钟秀城脸色稍霁,挥手道:“大当家严重了,秀城只是可惜这份家业啊。”
侯云集叹气道:“天要下雨,娘要嫁人,尽是些无可奈何的糟心事啊!”
侯云集站起身,推开了窗户,正好看见两人邀约着到广场上比武了,踌躇不已地道:“项大山看着粗犷,心思比怀春女子还要细腻几分,一肚子的算计很多,他看中那小娘子,恐怕就算知晓了宋大义的心思,也不会相让,估计还要变着法儿找大义的麻烦……愁啊,如今寨子凋零,大义根骨好,悟性也不差,武艺稳步上升,项大山也只能凭着蛮力趁早打一架,再过一年半载,就不用跟大义较劲了。秀城,回头我教训一顿大山,让他安分守己些……”
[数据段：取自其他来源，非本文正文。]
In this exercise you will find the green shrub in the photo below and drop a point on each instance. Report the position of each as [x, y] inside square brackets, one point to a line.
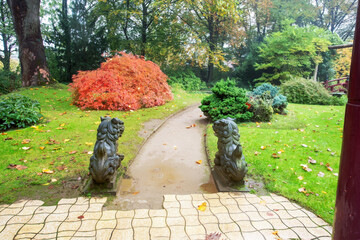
[300, 90]
[9, 81]
[17, 111]
[227, 100]
[261, 107]
[278, 101]
[187, 80]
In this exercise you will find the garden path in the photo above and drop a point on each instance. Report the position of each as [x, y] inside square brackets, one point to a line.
[167, 164]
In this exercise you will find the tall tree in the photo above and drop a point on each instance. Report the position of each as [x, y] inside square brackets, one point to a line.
[77, 41]
[25, 14]
[7, 35]
[336, 15]
[210, 22]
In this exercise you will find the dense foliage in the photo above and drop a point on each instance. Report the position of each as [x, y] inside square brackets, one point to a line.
[124, 82]
[187, 80]
[267, 94]
[304, 91]
[9, 81]
[294, 51]
[227, 100]
[17, 111]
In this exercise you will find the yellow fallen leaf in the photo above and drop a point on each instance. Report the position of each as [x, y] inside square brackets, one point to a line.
[26, 141]
[47, 171]
[202, 207]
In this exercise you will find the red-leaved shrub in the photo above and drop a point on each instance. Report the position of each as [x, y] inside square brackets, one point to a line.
[124, 82]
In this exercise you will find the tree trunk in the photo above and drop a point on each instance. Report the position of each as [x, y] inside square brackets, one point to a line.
[34, 69]
[144, 29]
[67, 38]
[316, 72]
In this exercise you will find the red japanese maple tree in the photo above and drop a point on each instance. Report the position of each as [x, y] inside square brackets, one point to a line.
[125, 82]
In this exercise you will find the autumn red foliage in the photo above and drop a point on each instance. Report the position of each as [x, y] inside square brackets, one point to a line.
[125, 82]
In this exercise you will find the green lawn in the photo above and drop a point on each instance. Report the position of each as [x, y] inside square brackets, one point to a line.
[62, 142]
[307, 131]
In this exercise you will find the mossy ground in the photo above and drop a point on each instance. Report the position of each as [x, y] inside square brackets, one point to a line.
[307, 131]
[63, 142]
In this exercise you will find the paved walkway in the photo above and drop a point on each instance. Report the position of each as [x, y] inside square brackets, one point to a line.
[234, 215]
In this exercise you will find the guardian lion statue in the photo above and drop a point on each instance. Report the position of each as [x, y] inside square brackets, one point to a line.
[105, 161]
[229, 157]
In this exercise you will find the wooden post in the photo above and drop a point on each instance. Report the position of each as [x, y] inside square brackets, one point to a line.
[347, 208]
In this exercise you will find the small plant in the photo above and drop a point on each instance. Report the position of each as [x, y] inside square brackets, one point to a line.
[227, 100]
[187, 80]
[277, 101]
[300, 90]
[261, 107]
[17, 111]
[9, 81]
[124, 82]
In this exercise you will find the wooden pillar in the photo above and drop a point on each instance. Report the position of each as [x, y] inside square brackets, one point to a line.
[347, 208]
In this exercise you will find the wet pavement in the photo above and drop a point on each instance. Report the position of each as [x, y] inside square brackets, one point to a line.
[233, 216]
[167, 196]
[167, 164]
话音未落,侯云集蓦地睁大了眼睛,与此同时,钟秀城的脸色亦是一变,脱口而出:“不好,这魔头怎么来了?”
却见青石铺就的演武场上,不知何时出现了一行人,俱是山上罕见的锦衣华裳,而且,寨子里的草寇即便穿上绸缎绫罗,也难免有沐猴而冠的嫌疑,这十几个俊男美女则气质过人,好似天仙下凡,让人羡慕嫉妒恨。为首的中年男子身穿一袭广袖月白长衫,身形修长,面如冠玉,肩上斜背一把长剑,威风吹拂之下,衣袂飘扬,显得仙气飘飘,身边数名唇红齿白的捧剑侍女侍童也绝非凡人可比。
当侯云集看到宋大义退出场外,不再跟项大山厮杀,而是走向那相貌不凡,雍容华贵的男子,毕恭毕敬地作了一揖,侯云集一颗心顿时沉到了谷底。
须知这中年男子不是别人,正是麒麟阁武榜第三的魔宗宗主-王洛阳!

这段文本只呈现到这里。